Se mueven inquietos, porque no dan abasto, los ojos del visitante entre las obras que adornan el templo. En la capilla de Santa Ana recibe la explicación que del fabuloso retablo de Gil de Siloe le regala el guía. Paulo la sigue en un respetuoso silencio, deslumbrado por el fulgor dorado de la madera labrada por el genio hispano-flamenco. Un poco más adelante, cuando su mirada se posa en ese rincón de las alturas en el que se aloja el Papamoscas, Paulo reacciona como el famoso autómata: abre la boca, a la vez divertido y fascinado por el ingenio. Pasea el portugués por el templo con el espíritu de un niño curioso, como hipnotizado. Ante la Escalera Dorada Paulo tiene una reacción maravillosa: se echa las manos a la cabeza, sin palabras. Despacio, sin dejar de observarla, se acerca a ella y a escasos metros se detiene. Pasa un par de minutos en silencio, atrapado por el magnetismo y la armonía de diseño.

«Esto es una locura». Si creía que había visto lo máximo se equivocaba. Álvarez Quevedo y Moriana le llevan a la nave central. Allí, bajo la luz cenital que se filtra por esa filigrana indescriptible que es el cimborrio, Paulo enmudece y a sus ojos asoman dos lágrimas furtivas. Está hondamente emocionado. Se aferra al rosario que lleva como una pulsera en la muñeca. «Esto es una locura. Es grandioso, grandioso», musita. Alguien le ofrece un pañuelo. Se seca discretamente el agua de los ojos, que no dejan de trepar a las alturas, a esa blanquísima linterna natural que le ha cautivado hasta la turbación. El deán le promete enseñárselo un día desde arriba y Paulo ya no sabe qué decir, aturdido por tanta atención.

Frente a la tumba del Cid guarda un respetuoso silencio. «Ése supo buscarse la vida», apunta al cabo el luso, sabedor de las lides del que en buena hora nació, con el que empatiza porque él, dice, también es un luchador. Y también sabe buscarse bien la vida. Paulo alucina definitivamente en la Capilla del Condestable. «Aquí habría que quedarse una semana», dice con juicio preclaro, consciente de que una joya como la Catedral de Burgos no se acaba de ver nunca. Como todas las obras cumbres, es sencillamente inagotable.

Va concluyendo Paulo su visita y aunque Óscar Moriana trata de convencerle para que pase alguna de estas noches al abrigo cálido de Cáritas, él sigue en sus trece. «No me gustan los horarios.
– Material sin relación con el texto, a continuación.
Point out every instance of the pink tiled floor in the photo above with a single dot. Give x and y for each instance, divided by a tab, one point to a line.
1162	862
Me gusta mi piso», dice en referencia al soportal en el que vive, cerquita de la iglesia de la Anunciación, donde es muy querido por el párroco y los feligreses. Cuando alcanza de nuevo la salida, Paulo se muestra satisfecho. Y agradecido a sus anfitriones. Saluda a todos con cordialidad. Mira hacia arriba, a las agujas verticales que cosquillean el cielo de esta mañana de diciembre. La próxima vez que se extasíe viendo el templo sentirá el orgullo íntimo de saber lo que esa mole gris e hipnótica esconde en su interior. Un verdadero sueño. El sueño de Paulo.